Music is an aural art. Any tone, which has a fixed frequency, can be used as a musical note. However, we sing and play music using more than one note. The difference between frequencies of any two notes is known as interval.
Long ago, a question popped in ancient artists’ mind.
What is the biggest or smallest note interval?
A never ending quest started. The Sharutis were their first yardsticks to map the intervals between notes, nothing more and nothing less.
We do not know the origin of music, but we do know that the theory of music is not the mother of music. The grammar of a language is defined after a language has been established. Also, a child learns to speak the language and then learns to read and write.
In the development of music, the things went like this (from a Natyashaster verse):
First songs, then notes, then Grams, Sharutis and then the Jaties (raags)
When we say that the songs must have developed after humans were civilized, we are forgetting something. Look around you. Birds sing, so do the other mammals. There are songs everywhere.
It is certain that as humans got civilized, their songs got complicated. With the development of language, the songs became more meaningful. The primal screams evolved into poems of love, separation, nature, beauty and other things that affected us emotionally. When something said through conversation does not capture the essence of our feelings, a song erupts in us. That is a primal instinct. It is not something that is impossible to do without the knowledge of Sharuties and Grams. A villager in India or a Gypsy in Europe cannot stop singing just because they do not know the difference between Just intonation and Chromatic intonation. These are afterthoughts.
When the enlightened artists of the ancient world sang their songs, the beauty of changing pitch compelled them to find more about it. What is it that changing the pitch up and down in certain ways sounds so…musical!
The first known theory of music in Indian Vedas (Samveda) contains four notes.

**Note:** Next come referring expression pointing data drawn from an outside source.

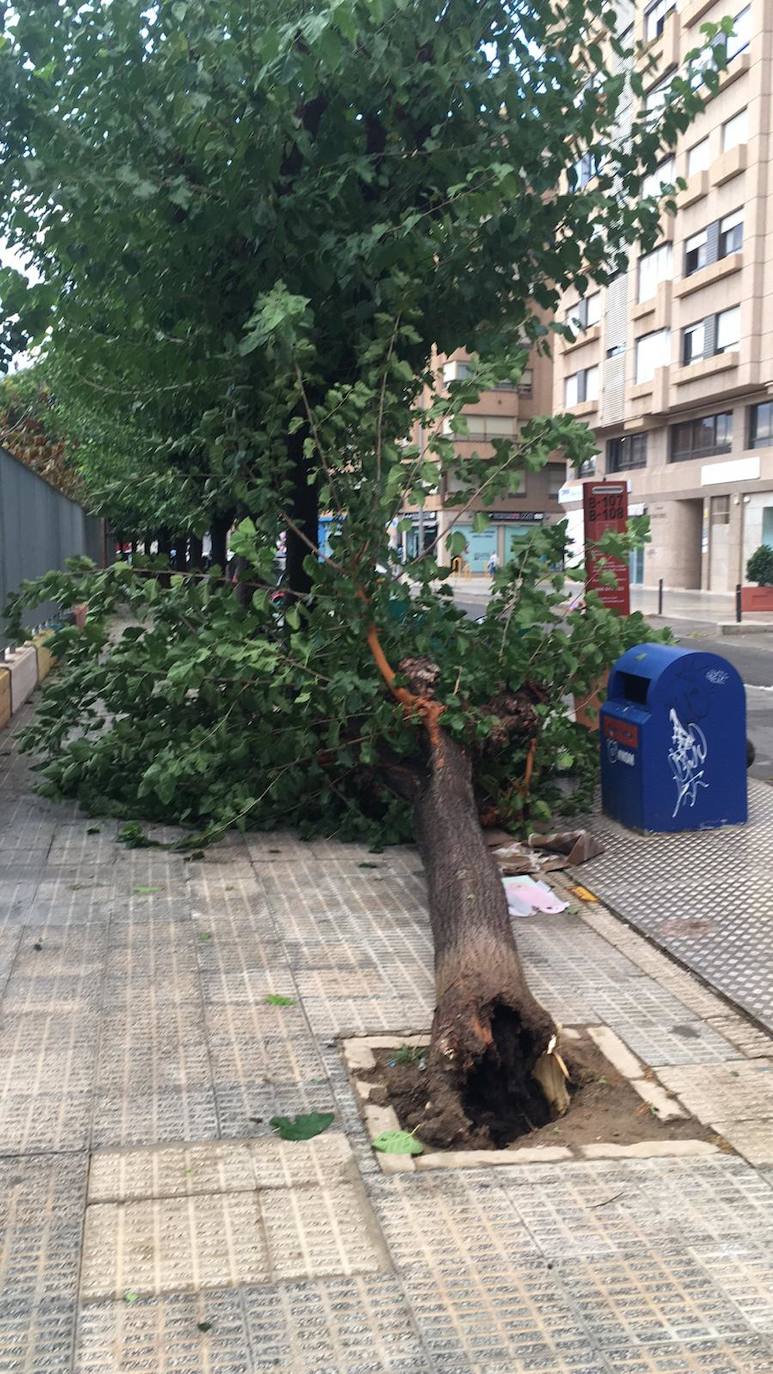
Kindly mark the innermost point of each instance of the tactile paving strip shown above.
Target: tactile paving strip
(736, 1091)
(164, 1334)
(733, 1355)
(349, 1326)
(41, 1202)
(648, 1297)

Nowadays notes are always mentioned in ascending (such as C D E or Sa Re Ga) order. In Vedic tradition, the notes are mentioned in Avrohatmic order (in descending). The first four the Vedic artists knew were:
Madhyam (ma), Gandhar (ga), Rishav and Shadaj.
These were known as the first, second, third and fourth Svaras.

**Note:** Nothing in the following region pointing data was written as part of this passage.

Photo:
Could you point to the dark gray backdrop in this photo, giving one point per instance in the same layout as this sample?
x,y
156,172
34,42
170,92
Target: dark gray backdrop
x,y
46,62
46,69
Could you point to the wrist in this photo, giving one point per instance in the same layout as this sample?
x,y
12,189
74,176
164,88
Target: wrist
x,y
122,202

When I say they ‘knew’ about four notes, that doesn’t mean that they were unaware of higher and lower pitches. As described above, this was purely theoretical classification that explained the notes used in popular hymns and songs.

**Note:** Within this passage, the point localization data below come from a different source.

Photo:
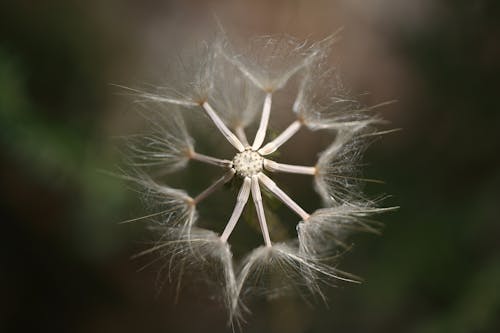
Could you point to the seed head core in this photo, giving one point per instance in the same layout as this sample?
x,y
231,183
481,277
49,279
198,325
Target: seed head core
x,y
248,163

Then another note was found below all other known notes. They called it Mandar. A musicologist Tambru named it Dhaivat (the note that only enlightened one can hear, as it is the first note that has perfect third relation to the first note). This was the fifth note. Then Tambru established another note (Nishad) between Dhaivat and Shadaj. It was called the sixth. Later, below all other notes another note was found. It was named the ‘seventh.’ As it completed the septave, this note was also established above the first (Madhaym).
So in Samveda, M, G, R, S, D, N, P became the first, second, third, fourth, fifth, sixth and seventh. These notes were not the same as our modern notes with same names.